Compared to third generation mobile networking, 4G enabled previously impossible quality video streaming and calling on the go, meaning live TV is now routinely watched on the daily commute. More video streaming, however, has increased congestion in the network.

“4G is reaching the technical limits of how much data it can quickly transfer across blocks of spectrum,” explains Chris Mills head of industry analysis, at Tutela. “A major difference between 5G and 4G is this congestion will be eliminated.” This mean no more five bars of networking signal at rush hour but an inability to access a web browser.

But arguably, 5G’s biggest differentiator to 4G will be as a gateway for theInternet of Things-connected world at scale. Later iterations of 5G networking are expected to be revolutionary for data-driven industries, smart cities and infrastructure management because it will be possible to have many more devices working, reliably, securely and uninterrupted in the same area. Overall, due to the new technologies, spectrum and frequencies it uses, 5G has several benefits over 4G; higher speeds, less latency, capacity for a larger number of connected devices, less interference and better efficiency.

How does 5G work in terms of bandwidth, latency and spectrum? 
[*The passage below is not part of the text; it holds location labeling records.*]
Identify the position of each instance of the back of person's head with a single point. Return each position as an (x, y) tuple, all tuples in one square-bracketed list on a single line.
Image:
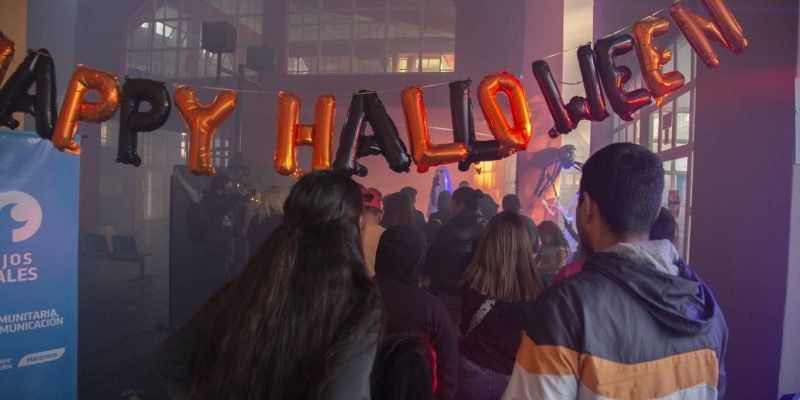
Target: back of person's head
[(398, 210), (410, 192), (443, 202), (219, 181), (511, 203), (664, 226), (467, 197), (552, 234), (487, 205), (272, 200), (502, 266), (373, 204), (626, 182), (275, 331), (404, 369), (401, 254)]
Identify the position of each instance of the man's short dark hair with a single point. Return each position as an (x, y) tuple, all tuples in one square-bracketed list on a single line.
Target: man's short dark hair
[(409, 191), (664, 226), (511, 203), (626, 181)]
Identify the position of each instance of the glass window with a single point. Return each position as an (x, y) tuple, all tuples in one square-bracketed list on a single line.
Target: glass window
[(669, 134), (378, 36), (166, 42), (676, 175)]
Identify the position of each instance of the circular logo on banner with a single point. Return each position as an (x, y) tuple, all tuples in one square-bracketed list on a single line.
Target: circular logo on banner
[(20, 215)]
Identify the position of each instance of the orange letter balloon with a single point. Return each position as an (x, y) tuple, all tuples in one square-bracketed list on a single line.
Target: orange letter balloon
[(424, 153), (651, 58), (512, 139), (76, 108), (723, 29), (6, 54), (203, 121), (291, 134)]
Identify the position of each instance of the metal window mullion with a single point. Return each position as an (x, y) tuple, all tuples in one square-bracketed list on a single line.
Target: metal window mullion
[(386, 39), (687, 221)]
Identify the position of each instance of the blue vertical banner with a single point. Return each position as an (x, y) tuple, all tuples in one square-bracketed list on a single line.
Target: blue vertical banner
[(38, 269)]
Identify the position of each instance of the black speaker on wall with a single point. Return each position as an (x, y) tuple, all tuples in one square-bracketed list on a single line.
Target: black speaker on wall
[(260, 58), (218, 37)]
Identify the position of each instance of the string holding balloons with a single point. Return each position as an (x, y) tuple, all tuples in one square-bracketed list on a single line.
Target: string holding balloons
[(604, 80)]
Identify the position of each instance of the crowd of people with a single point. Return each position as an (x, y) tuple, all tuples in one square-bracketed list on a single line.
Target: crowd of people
[(353, 295)]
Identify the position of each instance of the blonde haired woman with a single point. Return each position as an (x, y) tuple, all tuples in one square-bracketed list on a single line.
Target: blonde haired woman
[(268, 218), (497, 284)]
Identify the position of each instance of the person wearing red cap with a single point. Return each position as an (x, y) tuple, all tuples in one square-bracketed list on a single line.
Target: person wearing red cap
[(371, 230)]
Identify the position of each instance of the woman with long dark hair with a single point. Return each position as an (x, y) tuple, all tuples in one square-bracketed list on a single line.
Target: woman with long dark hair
[(449, 254), (302, 321), (499, 281)]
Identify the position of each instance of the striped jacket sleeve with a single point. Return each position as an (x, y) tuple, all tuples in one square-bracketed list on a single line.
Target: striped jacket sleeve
[(546, 370)]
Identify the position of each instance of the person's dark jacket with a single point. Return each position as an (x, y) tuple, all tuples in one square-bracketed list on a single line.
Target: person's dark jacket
[(494, 342), (408, 308), (450, 253), (638, 321), (419, 218), (259, 230)]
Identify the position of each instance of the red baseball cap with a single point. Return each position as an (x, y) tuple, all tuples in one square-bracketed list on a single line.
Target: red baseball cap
[(372, 198)]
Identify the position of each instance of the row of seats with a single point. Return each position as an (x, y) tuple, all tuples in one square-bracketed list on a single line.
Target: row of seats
[(123, 248)]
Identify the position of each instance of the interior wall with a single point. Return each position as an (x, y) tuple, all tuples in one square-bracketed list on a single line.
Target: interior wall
[(744, 150), (544, 30), (14, 23), (790, 352)]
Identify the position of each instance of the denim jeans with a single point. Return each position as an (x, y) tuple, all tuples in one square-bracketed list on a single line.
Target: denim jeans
[(478, 383)]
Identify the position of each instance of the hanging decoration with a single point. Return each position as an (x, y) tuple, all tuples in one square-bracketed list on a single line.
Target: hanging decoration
[(136, 91), (464, 127), (291, 134), (598, 67), (424, 153), (723, 29), (615, 76), (203, 121), (565, 160), (366, 107), (592, 107), (511, 138), (76, 108), (652, 58), (6, 54), (37, 68)]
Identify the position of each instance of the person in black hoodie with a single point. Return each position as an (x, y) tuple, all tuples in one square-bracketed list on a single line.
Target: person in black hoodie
[(408, 308), (636, 322), (451, 251)]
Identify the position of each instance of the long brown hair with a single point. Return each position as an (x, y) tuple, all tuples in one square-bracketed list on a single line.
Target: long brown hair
[(502, 267), (275, 331)]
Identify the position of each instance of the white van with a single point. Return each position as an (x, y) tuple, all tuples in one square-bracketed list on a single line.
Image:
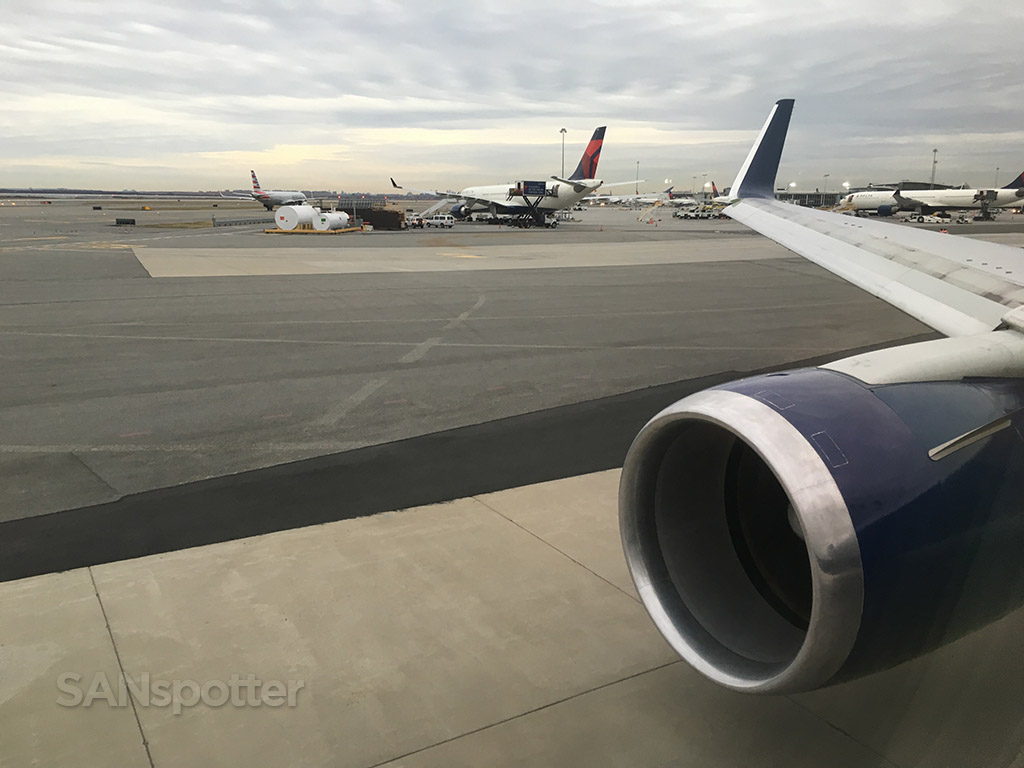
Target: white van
[(441, 219)]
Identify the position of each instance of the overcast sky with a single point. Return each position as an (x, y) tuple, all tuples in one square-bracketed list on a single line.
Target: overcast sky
[(189, 94)]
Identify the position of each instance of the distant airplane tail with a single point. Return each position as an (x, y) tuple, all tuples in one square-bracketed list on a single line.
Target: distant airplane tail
[(588, 163), (1017, 183)]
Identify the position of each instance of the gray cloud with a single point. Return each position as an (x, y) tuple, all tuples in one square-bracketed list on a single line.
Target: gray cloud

Each operator owns blocks of spectrum which is a range of electromagnetic radio frequencies used to transmit sound, data, and video across a country. This spectrum is added together to create their total network capacity which determines how fast they can transfer data.

“Today an operator might have 100 mhz of entire spectrum to use for all of its UK customers, but eventually with 5G this will increase to around 1,000 mhz – that is the real change with 5G,” explains Mr Mills.

This will also create much less latency in the system meaning data will be transferred in real time.

Latency for 4G is around 20-30 milliseconds, but for 5G it will reach well below 10 milliseconds, and in best cases around 1 millisecond delays, according to Mats Norin, program manager at 5G For Industries, Ericsson Research.

“For consumers this is not as important but will make things seem faster, however, for industry – for long distance, remotely-controlled heavy machinery, for example – it will be critical,” he says.